‘Monster’ Cold-War Bridge Sparks Protests by Mosel Winemakers
Ernst Loosen’s family has made Riesling in the Mosel Valley for 200 years. The winemaker, who exports to 62 countries from Iceland to New Zealand, is enraged at plans for a giant road bridge across the river.
Regional politicians aim to build the 1.7-kilometer-long, 160-meter-high bridge across the unspoiled middle Mosel by 2016. At a cost of 330 million euros ($405 million), the bridge and road will feed traffic through a forest that provides water to steep, slate-soil slopes. Riesling grapes have grown on these slopes for 2,000 years, making some of the finest Mosel wines.
“This is the piece of the Mosel which is the most intact, which produces the most famous Rieslings,” Loosen said at his slate-roofed villa near the town of Bernkastel-Kues. “The vineyards have a reputation worldwide. This huge bridge spans the whole landscape. Our only chance is to fight, to make as much noise as possible.”
About a century ago, Mosel Rieslings were the most highly prized wines, valued even above French burgundy. Riesling is now back in fashion after years of what Loosen called taste “chardonnization” in the 1980s and 1990s. German wine sales to the U.S., the most important export market, tripled from 2002 to 95 million euros ($116 million at today’s exchange rate) in 2008. About 9 out of 10 bottles exported were Rieslings.
The area affected by the bridge, which will straddle the Mosel halfway between the villages of Uerzig and Rachtig, has the highest concentration of prime “erste Lage” vineyards, the German equivalent of the French “grand cru.”
“The Mosel Valley is an absolute gem, a most unusual jewel in the world’s wine landscape,” said Jancis Robinson, a British wine writer who has joined the campaign against the bridge. “It makes Rieslings that have an unrivaled delicacy.”
As a result of the bridge, “there will be digging, there will be pressure, water courses will be changed, there will be shadows cast,” she said in a telephone interview. All that could affect the wine, Robinson cautioned.
Loosen, his speech peppered with colorful expletives when talking about the bridge, agreed.
“They are ripping up our forest,” he said. “This forest is the water reservoir for the vineyards. If you seal the surface, water can’t get into the soil. We are already seeing drier vintages because of climate change. We need this forest, which works like a drip irrigation to feed the whole mountain.”
Hendrik Hering, the economy and transport minister of the state of Rhineland-Palatinate, argues that the bridge is needed to connect European highways. He said in an April 12 statement that he also expects “additional impetus” for the money-losing Frankfurt-Hahn airport. Through his spokesman Joachim Winkler, Hering declined to be interviewed, citing time constraints.

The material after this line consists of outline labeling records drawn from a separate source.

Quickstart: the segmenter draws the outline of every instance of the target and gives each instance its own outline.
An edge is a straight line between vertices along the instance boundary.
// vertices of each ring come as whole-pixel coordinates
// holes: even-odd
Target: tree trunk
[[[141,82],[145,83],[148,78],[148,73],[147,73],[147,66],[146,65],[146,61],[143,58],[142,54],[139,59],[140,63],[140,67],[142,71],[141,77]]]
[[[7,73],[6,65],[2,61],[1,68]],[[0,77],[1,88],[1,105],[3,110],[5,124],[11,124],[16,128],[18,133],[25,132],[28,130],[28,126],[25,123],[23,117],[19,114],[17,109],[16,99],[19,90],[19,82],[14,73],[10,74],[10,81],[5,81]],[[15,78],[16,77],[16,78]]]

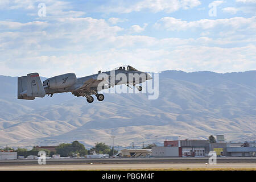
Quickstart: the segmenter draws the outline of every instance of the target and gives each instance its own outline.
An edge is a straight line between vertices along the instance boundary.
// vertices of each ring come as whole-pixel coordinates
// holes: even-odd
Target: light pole
[[[156,138],[158,138],[158,136],[155,136],[155,146],[156,146]]]
[[[115,138],[115,136],[111,136],[111,138],[113,138],[113,156],[114,157],[114,139]]]

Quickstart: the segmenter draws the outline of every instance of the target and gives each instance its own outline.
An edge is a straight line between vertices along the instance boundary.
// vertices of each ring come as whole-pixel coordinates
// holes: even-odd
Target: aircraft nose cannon
[[[150,76],[150,75],[149,73],[146,73],[146,77],[147,77],[147,80],[152,79],[152,78],[151,77],[151,76]]]

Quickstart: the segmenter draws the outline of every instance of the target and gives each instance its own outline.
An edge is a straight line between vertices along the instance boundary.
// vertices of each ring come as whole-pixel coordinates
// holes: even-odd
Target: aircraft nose
[[[146,73],[147,75],[147,80],[152,80],[152,77],[149,73]]]

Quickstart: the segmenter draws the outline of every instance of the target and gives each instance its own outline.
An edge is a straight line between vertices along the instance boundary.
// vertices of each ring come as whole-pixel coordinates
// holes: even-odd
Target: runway
[[[0,166],[1,171],[59,171],[59,170],[135,170],[135,169],[193,169],[206,168],[239,169],[247,168],[256,170],[256,163],[217,163],[206,165],[201,163],[190,164],[96,164],[70,165],[24,165]]]
[[[2,170],[117,170],[139,169],[253,168],[256,158],[217,158],[216,165],[206,164],[209,158],[150,158],[0,160]]]

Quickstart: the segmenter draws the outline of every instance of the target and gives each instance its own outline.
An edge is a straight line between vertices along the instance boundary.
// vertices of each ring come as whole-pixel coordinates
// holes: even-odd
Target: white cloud
[[[133,33],[140,33],[145,30],[146,27],[147,26],[147,23],[144,23],[143,27],[141,27],[138,24],[133,25],[130,28],[130,32]]]
[[[222,9],[223,12],[229,13],[231,14],[235,14],[239,11],[239,9],[234,7],[227,7]]]
[[[128,21],[127,19],[121,19],[118,18],[110,18],[108,20],[112,24],[117,24],[118,23],[122,23]]]
[[[240,28],[245,27],[247,29],[255,30],[256,16],[250,18],[234,17],[229,19],[205,19],[191,22],[172,17],[164,17],[155,23],[155,27],[164,28],[169,31],[185,31],[196,28],[207,30],[216,28],[219,26],[229,28]],[[245,29],[245,28],[243,28]]]
[[[224,2],[225,2],[224,1],[214,1],[209,3],[208,7],[212,7],[213,6],[218,6]]]
[[[189,9],[201,5],[199,0],[143,0],[135,3],[129,1],[121,1],[117,5],[111,6],[102,6],[100,11],[118,13],[129,13],[133,11],[141,11],[143,10],[157,13],[164,11],[168,13],[176,11],[179,9]]]

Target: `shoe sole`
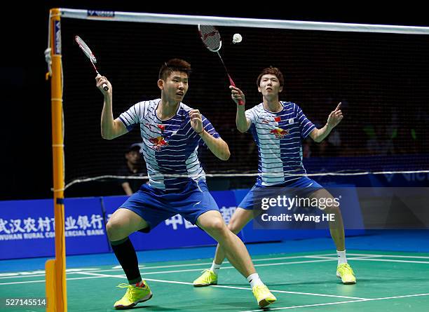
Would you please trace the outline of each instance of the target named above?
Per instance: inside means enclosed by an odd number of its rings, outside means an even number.
[[[148,297],[149,296],[149,297]],[[152,294],[151,292],[148,294],[147,297],[144,297],[143,299],[141,299],[140,300],[139,300],[138,301],[134,302],[132,304],[130,304],[129,306],[114,306],[114,308],[116,310],[126,310],[130,308],[132,308],[133,306],[135,306],[135,305],[137,305],[137,304],[140,304],[142,302],[144,302],[148,301],[149,299],[151,299],[152,297],[154,296],[154,294]]]
[[[343,280],[343,279],[341,278],[341,277],[339,275],[338,275],[338,274],[336,274],[336,277],[337,277],[337,278],[339,278],[340,280],[341,280],[341,282],[342,282],[342,283],[343,283],[343,284],[344,284],[344,285],[354,285],[354,284],[355,284],[355,283],[356,283],[356,281],[355,281],[355,280],[350,280],[350,281],[346,281],[346,282],[344,282],[344,281]]]
[[[193,284],[193,287],[207,287],[211,285],[217,285],[217,283],[212,283],[210,284]]]
[[[275,302],[275,300],[263,299],[259,302],[258,302],[258,305],[259,306],[259,308],[265,308],[266,306],[268,306],[271,304],[273,302]]]

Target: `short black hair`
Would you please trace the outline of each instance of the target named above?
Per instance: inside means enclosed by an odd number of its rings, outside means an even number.
[[[184,72],[188,75],[189,78],[191,70],[191,64],[186,61],[179,58],[172,58],[163,64],[163,66],[159,69],[158,78],[165,81],[173,72]]]

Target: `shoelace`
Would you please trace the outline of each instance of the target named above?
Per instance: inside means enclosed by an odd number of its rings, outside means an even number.
[[[339,265],[339,269],[350,271],[352,274],[355,275],[355,272],[353,272],[353,269],[350,266],[350,265],[347,263],[344,263]]]

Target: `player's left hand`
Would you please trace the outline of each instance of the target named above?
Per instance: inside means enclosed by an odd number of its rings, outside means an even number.
[[[331,111],[331,114],[329,114],[327,121],[327,126],[331,129],[338,125],[343,119],[343,116],[341,110],[340,109],[341,107],[341,102],[340,102],[336,106],[335,110]]]
[[[203,119],[200,111],[198,109],[191,109],[189,111],[189,117],[191,117],[191,126],[196,133],[203,132]]]

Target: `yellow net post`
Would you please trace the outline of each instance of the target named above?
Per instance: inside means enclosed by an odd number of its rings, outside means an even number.
[[[46,272],[47,311],[67,311],[65,274],[65,236],[64,212],[64,142],[62,121],[62,75],[61,64],[60,11],[50,11],[50,47],[52,60],[50,79],[52,147],[53,160],[53,199],[55,223],[55,259],[48,260]]]

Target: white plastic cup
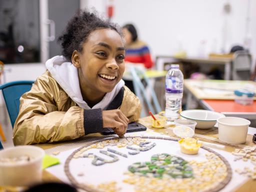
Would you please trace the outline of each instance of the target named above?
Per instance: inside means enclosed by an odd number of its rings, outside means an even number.
[[[220,118],[217,120],[218,138],[230,144],[240,144],[246,142],[250,120],[234,116]]]
[[[0,162],[0,185],[27,186],[42,182],[44,150],[36,146],[22,146],[0,150],[0,158],[24,155],[30,156],[30,160],[12,164]]]

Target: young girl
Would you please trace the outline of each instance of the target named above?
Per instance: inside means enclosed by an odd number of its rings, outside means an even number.
[[[118,136],[140,118],[138,98],[124,86],[120,29],[95,14],[80,11],[59,38],[62,56],[20,98],[14,144],[73,140],[111,128]]]

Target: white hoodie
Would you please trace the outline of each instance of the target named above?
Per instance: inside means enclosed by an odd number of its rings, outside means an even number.
[[[90,108],[82,100],[78,68],[72,62],[68,62],[64,56],[58,56],[48,60],[46,66],[52,77],[72,100],[79,106],[86,110],[98,108],[106,110],[124,85],[124,82],[121,80],[111,92],[106,93],[100,102]]]

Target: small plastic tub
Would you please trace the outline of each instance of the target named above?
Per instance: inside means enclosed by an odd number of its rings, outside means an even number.
[[[194,128],[196,125],[196,122],[192,120],[178,120],[174,122],[176,126],[189,126],[194,130]]]
[[[164,116],[158,116],[156,120],[151,118],[152,127],[154,128],[164,128],[166,124],[167,118]]]

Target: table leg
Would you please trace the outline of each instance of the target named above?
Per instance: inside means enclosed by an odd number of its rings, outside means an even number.
[[[231,62],[225,64],[225,71],[224,72],[224,80],[230,80],[231,73]]]

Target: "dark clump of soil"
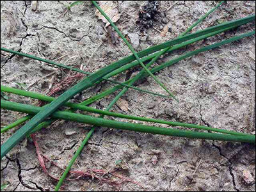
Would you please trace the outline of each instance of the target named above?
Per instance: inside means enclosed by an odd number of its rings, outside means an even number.
[[[139,12],[139,19],[136,24],[143,31],[153,27],[154,22],[160,20],[161,15],[158,11],[159,7],[157,1],[148,1]]]

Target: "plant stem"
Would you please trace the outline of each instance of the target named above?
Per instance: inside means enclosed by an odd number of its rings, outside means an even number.
[[[124,35],[122,34],[121,31],[118,29],[118,28],[116,26],[116,25],[112,22],[112,20],[110,19],[109,17],[105,13],[105,12],[101,9],[101,8],[97,4],[97,3],[95,1],[92,1],[92,3],[94,4],[94,6],[98,9],[98,10],[102,14],[102,15],[106,18],[106,19],[108,20],[108,21],[110,23],[110,24],[113,26],[113,28],[115,29],[115,30],[118,33],[119,36],[122,38],[122,39],[124,40],[124,42],[125,43],[125,44],[128,46],[129,49],[131,50],[131,51],[132,52],[135,58],[136,58],[137,61],[139,61],[140,65],[142,66],[142,67],[144,68],[145,70],[147,71],[147,72],[153,77],[153,79],[158,84],[159,84],[167,93],[169,93],[169,95],[173,97],[177,102],[179,100],[174,97],[174,95],[165,87],[165,86],[145,66],[143,63],[141,61],[141,60],[140,59],[139,56],[138,56],[137,53],[135,52],[134,49],[133,49],[132,46],[128,42],[127,40],[124,36]]]
[[[27,104],[12,102],[10,101],[1,100],[1,108],[12,111],[26,113],[31,115],[39,113],[43,109],[42,108],[31,106]],[[159,127],[148,126],[138,124],[121,122],[102,118],[93,117],[88,115],[73,113],[66,111],[56,111],[51,114],[54,118],[63,119],[84,123],[96,126],[115,128],[128,131],[138,131],[141,132],[152,133],[155,134],[168,135],[188,138],[197,138],[219,141],[229,141],[235,142],[246,142],[255,143],[255,136],[235,136],[225,134],[202,132],[191,131],[179,130],[174,129],[166,129]]]

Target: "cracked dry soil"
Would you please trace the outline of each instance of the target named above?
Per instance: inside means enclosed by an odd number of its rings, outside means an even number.
[[[153,26],[160,31],[166,25],[171,29],[162,37],[153,28],[145,31],[139,30],[141,28],[136,22],[139,10],[146,1],[114,3],[118,3],[121,15],[117,26],[124,34],[139,35],[138,51],[176,37],[217,3],[214,1],[180,1],[175,4],[173,1],[159,2],[159,9],[163,14],[160,20],[154,21]],[[72,8],[72,12],[65,14],[66,7],[60,1],[39,1],[35,12],[31,10],[31,4],[29,1],[1,1],[1,47],[72,67],[79,68],[83,64],[88,72],[95,72],[131,54],[122,40],[113,44],[110,36],[103,29],[104,24],[95,15],[95,8],[90,1]],[[169,7],[171,8],[168,10]],[[255,1],[228,1],[193,31],[255,12]],[[209,38],[161,58],[157,63],[197,49],[203,44],[209,45],[254,28],[254,24],[251,24]],[[101,43],[88,63],[93,51]],[[130,111],[122,111],[116,106],[112,111],[248,133],[255,131],[255,36],[246,38],[186,59],[159,72],[158,77],[179,98],[179,104],[130,90],[122,97],[129,103]],[[68,71],[45,63],[1,52],[1,84],[26,88],[54,71],[57,73],[53,86],[69,74]],[[115,79],[122,81],[136,73],[136,70],[131,70]],[[52,76],[42,79],[29,90],[45,93],[52,83]],[[83,92],[73,101],[80,102],[111,86],[102,83]],[[138,87],[164,93],[151,78]],[[116,93],[91,106],[104,109]],[[35,100],[29,99],[8,95],[15,102],[36,104]],[[1,127],[22,116],[19,113],[1,111]],[[40,131],[37,138],[42,153],[65,167],[89,129],[88,125],[61,121]],[[15,131],[2,134],[1,143]],[[124,168],[121,169],[120,173],[140,182],[143,188],[131,182],[116,188],[85,178],[65,182],[63,189],[254,191],[255,157],[255,145],[99,128],[73,169],[108,170],[115,166],[116,161],[122,160]],[[54,175],[60,175],[61,171],[52,164],[47,163],[46,166]],[[122,172],[124,170],[125,172]],[[245,182],[244,170],[253,177],[252,182]],[[43,172],[35,147],[29,140],[20,143],[1,160],[1,183],[8,184],[5,191],[52,191],[56,184]]]

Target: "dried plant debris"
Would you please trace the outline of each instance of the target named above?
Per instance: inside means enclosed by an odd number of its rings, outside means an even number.
[[[159,4],[157,1],[148,1],[140,10],[136,23],[141,31],[152,28],[155,22],[161,20],[164,15],[159,12]]]

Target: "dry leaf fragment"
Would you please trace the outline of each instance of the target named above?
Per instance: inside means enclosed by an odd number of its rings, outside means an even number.
[[[248,170],[243,171],[243,179],[248,184],[251,184],[254,181],[254,178],[252,175],[251,172]]]
[[[100,1],[99,3],[99,6],[103,10],[106,14],[111,19],[113,22],[116,22],[120,19],[118,6],[116,6],[111,1]],[[105,17],[99,12],[98,10],[95,12],[95,15],[99,17],[99,19],[102,20],[106,23],[105,27],[110,25],[110,23],[105,19]]]
[[[122,111],[130,111],[130,108],[129,108],[128,102],[126,100],[119,99],[116,102],[116,105]]]
[[[169,29],[169,27],[168,26],[165,26],[164,28],[163,29],[162,32],[161,32],[161,36],[165,36],[166,35],[166,33],[168,32],[168,30]]]

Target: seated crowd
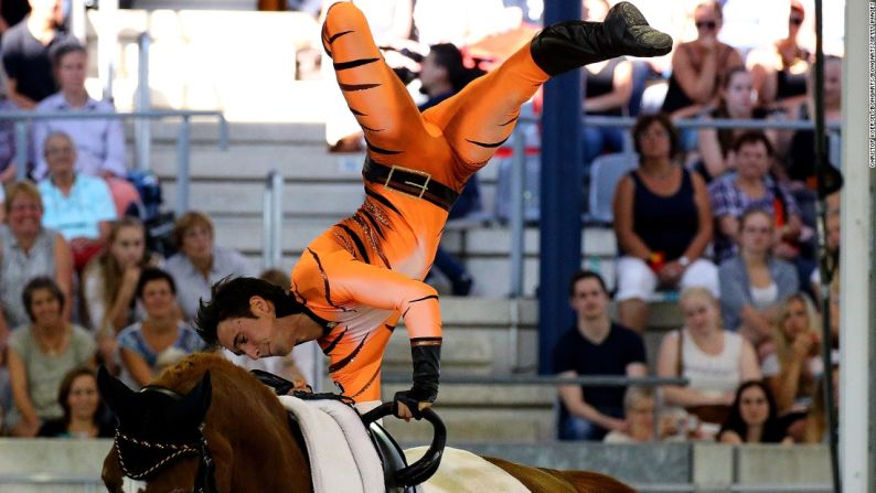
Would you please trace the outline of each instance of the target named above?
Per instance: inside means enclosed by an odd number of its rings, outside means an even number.
[[[428,3],[417,2],[420,9]],[[608,4],[586,0],[585,17],[599,20]],[[0,109],[111,111],[111,104],[85,92],[87,51],[54,26],[55,10],[34,9],[22,21],[44,25],[41,39],[51,40],[30,57],[20,56],[17,51],[24,47],[12,42],[23,36],[22,24],[4,34],[9,94]],[[555,372],[637,377],[650,366],[690,385],[563,386],[560,439],[825,439],[826,368],[818,355],[822,344],[838,346],[838,279],[826,279],[833,287],[834,335],[822,341],[821,314],[811,300],[823,276],[814,268],[811,213],[815,136],[675,127],[680,118],[809,119],[812,57],[797,41],[804,14],[797,0],[789,1],[787,36],[743,56],[717,40],[720,2],[705,1],[691,15],[696,37],[677,44],[671,71],[640,60],[587,67],[588,115],[641,116],[629,136],[585,126],[581,175],[594,160],[628,142],[638,167],[620,179],[613,196],[618,321],[609,318],[611,293],[600,275],[575,276],[569,302],[577,318],[557,345]],[[420,31],[429,39],[429,30]],[[435,36],[436,44],[448,41]],[[825,64],[829,122],[841,115],[840,61],[829,57]],[[665,72],[671,75],[659,75]],[[423,83],[424,94],[434,97],[429,81]],[[642,93],[660,84],[665,97],[648,111]],[[12,129],[0,126],[0,432],[103,437],[109,428],[96,365],[135,388],[145,385],[202,349],[190,323],[210,286],[256,272],[239,253],[215,244],[212,221],[200,212],[177,219],[174,255],[148,251],[142,222],[127,215],[139,197],[126,180],[119,120],[38,121],[26,173],[33,182],[17,180]],[[827,204],[827,247],[835,264],[835,194]],[[276,272],[268,276],[276,279]],[[278,283],[285,276],[279,277]],[[456,278],[453,291],[469,292],[468,272]],[[648,304],[658,292],[675,291],[684,324],[663,336],[658,360],[649,365]],[[260,364],[300,377],[289,358]],[[837,374],[834,365],[831,377]]]

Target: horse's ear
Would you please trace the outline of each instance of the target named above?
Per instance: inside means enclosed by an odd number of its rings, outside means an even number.
[[[109,409],[115,412],[119,420],[124,420],[128,416],[133,390],[110,375],[104,365],[100,365],[97,369],[97,388],[100,389],[100,396],[109,406]]]
[[[177,406],[177,411],[182,419],[195,427],[204,421],[210,401],[213,398],[213,385],[211,385],[210,372],[204,372],[201,382],[197,383]]]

Heiner Monheim, a professor specializing in transport planning at the University of Trier, said the bridge and road are unnecessary. Existing autobahns provide faster access to Belgium and the Netherlands, he said. Some local car journeys will be shortened, though only by a few minutes, he said.
“This is nothing but a big, expensive project for the construction industry,” Monheim said by telephone. “The bridge is a monster -- maximum height, maximum length at a place where it has a devastating effect on the landscape.”
The bridge plan dates back to the Cold War era as part of a route for transporting military hardware between U.S. airbases, Monheim said. Construction was shelved several times over the years because of court cases assessing the impact on wildlife, and then because of financial constraints.
It was only with the collapse of Lehman Brothers Holdings Inc. that funds became available, Monheim said. The project had been on a wish list of road plans before that, and was rushed through as part of the federal government’s 2008 economic stimulus package after the crisis.
Rudolf Trossen, 55, took part in a tractor protest against the bridge in 1980. He has been in business in the Mosel Valley for 32 years and makes organic wine for customers including Noma in Copenhagen, which was voted the world’s best restaurant in the S. Pellegrino awards in April.
“No one believed the bridge would be built, it seemed too absurd,” Trossen said over a glass of his Schieferstern Riesling at the long dining table in his house in Kinheim- Kindel. “We thought it was dead in a coffin, and then it sprang out again, like a zombie. There is no longer much U.S. military here. The Russians went home a long time ago. Why are we building a road based on the military situation in 1960? It hurts to see this happening with my tax money.”
Letter to Merkel
Local campaigners, organized by a British resident of Uerzig called Sarah Washington, are stepping up their fight against the bridge. Washington is collecting signatures for a petition to parliament, has written an open letter to German Chancellor Angela Merkel and has arranged protest wine-tastings with prominent opponents, such as Joschka Fischer, a former foreign minister.
Loosen has printed 50,000 “stop-the-bridge labels” to hang around the necks of bottles from his estate sold in U.K. supermarkets including J Sainsbury Plc and Tesco Plc. More events are planned in the fall.
Even as the diggers move across the hillside opposite Uerzig, Loosen is confident it isn’t too late.
“With every day of this fight, I am more and more convinced that our chances are rising,” he said.